The experiment run is started and the STDOUT and STDERR are redirected to
the following files respectively:

./scripts/ub5p2/runtests.APC.ub5p2.sh.output
./scripts/ub5p2/runtests.APC.ub5p2.sh.error

Upon completion, you should have an empty error file and some output
in the output file. The directory structure of the experiments directory
should now look similar to the following (the random strings in between the 
file names will differ):

(NEW files and directories marked with "<---- NEW relevant_comments"):

# ls -R1
arffs
mlconfigs
results
scripts

./arffs:
ub5p2

./arffs/ub5p2:
APC <---- NEW directory for each ambiguous word

./arffs/ub5p2/APC:
APC.ub5p2.1132282003909.ub5p2.xml.arff <---- NEW arff file containing data

./mlconfigs:
ub5p2

./mlconfigs/ub5p2:
ub5p2.xml

./results:
ub5p2

./results/ub5p2:
APC <---- NEW directory for each ambiguous word

./results/ub5p2/APC:
APC.ub5p2.1132282003909.ub5p2.xml.1132282008408.weka.classifiers.functions.SMO.wekaoutput <---- NEW file, output of classifier (one per classifier)
APC.ub5p2.1132282003909.ub5p2.xml.1132282009569.weka.classifiers.bayes.NaiveBayes.wekaoutput <---- NEW file, output of classifier (one per classifier)
APC.ub5p2.1132282003909.ub5p2.xml.1132282010800.weka.classifiers.trees.J48.wekaoutput <---- NEW file, output of classifier (one per classifier)
APC.ub5p2.1132282003909.ub5p2.xml.filterout.arff <---- NEW arff file on which the classifiers are executed
APC.ub5p2.1132282003909.ub5p2.xml.s2n.arff <---- NEW intermediate arff
APC.ub5p2.1132282003909.ub5p2.xml.withdummy.arff <---- NEW intermediate arff

./scripts:
ub5p2

./scripts/ub5p2:
APC.term
runtests.APC.ub5p2.sh
runtests.APC.ub5p2.sh.error <---- NEW STDERR of the experiment script
runtests.APC.ub5p2.sh.output <---- NEW STDOUT of the experiment script
ub5p2.config


In the above listing, the *.wekaoutput files represents the results of the
cross-validation from WEKA on the dataset extracted using the specified
features.
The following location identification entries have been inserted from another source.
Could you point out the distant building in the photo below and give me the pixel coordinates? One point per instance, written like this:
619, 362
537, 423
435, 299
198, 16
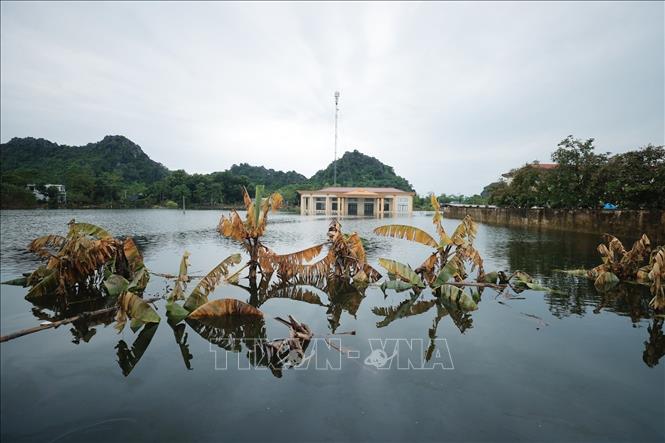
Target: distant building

To see how to extract the summary of results from these files, read
STEP 4 below.


STEP 4 - Summarizing results
----------------------------

In the general case, there is one directory per ambiguous term inside the
results/<config_name> directory. Inside each of these directories there will
be one or more *.wekaoutput files which contain the WEKA output from the
selected classifiers.

To summarize the results for all ambiguous terms, for each classifier you
can use the script summarystats.pl. This extracts the accuracy, error,
training time and execution time for the experiments in comma separated
values format. This output is printed at STDOUT and the user should redirect
it to the required file.

summarystats.pl takes at most 2 arguments (*in specified order*):

1. PATH TO RESULTS DIRECTORY

The first one is mandatory and it specifies the path to the results directory
containing the directories for each ambiguous term. 
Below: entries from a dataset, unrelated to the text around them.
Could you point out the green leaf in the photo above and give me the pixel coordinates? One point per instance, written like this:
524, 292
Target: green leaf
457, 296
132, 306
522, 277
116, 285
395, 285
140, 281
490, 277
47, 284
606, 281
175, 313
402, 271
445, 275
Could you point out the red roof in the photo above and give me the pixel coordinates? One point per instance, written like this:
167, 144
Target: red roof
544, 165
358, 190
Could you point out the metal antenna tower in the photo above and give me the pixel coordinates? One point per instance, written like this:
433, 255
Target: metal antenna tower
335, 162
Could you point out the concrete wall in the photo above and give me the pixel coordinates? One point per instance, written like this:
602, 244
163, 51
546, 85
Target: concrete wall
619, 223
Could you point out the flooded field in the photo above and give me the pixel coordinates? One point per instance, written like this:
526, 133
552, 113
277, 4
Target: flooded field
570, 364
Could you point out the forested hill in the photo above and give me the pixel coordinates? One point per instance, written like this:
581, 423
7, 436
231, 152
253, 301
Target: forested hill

2. CONFIGURATION SUFFIX (optional)

The second argument is optional and specifies any *suffix* that should be used 
for the configuration name that will be shown in the output. By default the 
configuration name specified to mkconfig.pl is used.
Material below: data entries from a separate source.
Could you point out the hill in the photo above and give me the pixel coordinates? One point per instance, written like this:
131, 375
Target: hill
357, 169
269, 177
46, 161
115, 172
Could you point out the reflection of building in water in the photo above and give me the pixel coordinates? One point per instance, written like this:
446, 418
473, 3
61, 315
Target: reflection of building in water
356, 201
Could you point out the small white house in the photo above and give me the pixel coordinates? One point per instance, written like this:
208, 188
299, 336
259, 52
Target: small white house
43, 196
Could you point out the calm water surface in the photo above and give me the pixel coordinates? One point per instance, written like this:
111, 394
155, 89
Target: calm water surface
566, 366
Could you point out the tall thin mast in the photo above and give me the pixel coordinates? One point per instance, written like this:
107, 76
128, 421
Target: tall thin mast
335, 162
So for example, to run summarystats.pl from the experiments directory in
the current example, one can use the command:

# ../bin/summarystats.pl results/ub5p2 Jul12 > summary_July12.csv

This should use the string Jul12 as the suffix for the experimental
configuration name and store the output in the summary_Jul12.csv file.


** Copyright Notice **
----------------------

Copyright (C) 2005-06, 

Mahesh Joshi
University of Minnesota, Duluth

Ted Pedersen
University of Minnesota, Duluth

This program is free software; you can redistribute it and/or
modify it under the terms of the GNU General Public License
as published by the Free Software Foundation; either version 2
of the License, or (at your option) any later version.
This program is distributed in the hope that it will be useful,
but WITHOUT ANY WARRANTY; without even the implied warranty of
MERCHANTABILITY or FITNESS FOR A PARTICULAR PURPOSE.  See the
GNU General Public License for more details.

You should have received a copy of the GNU General Public License
along with this program; if not, write to the Free Software
Foundation, Inc., 59 Temple Place - Suite 330, Boston, MA  02111-1307, USA.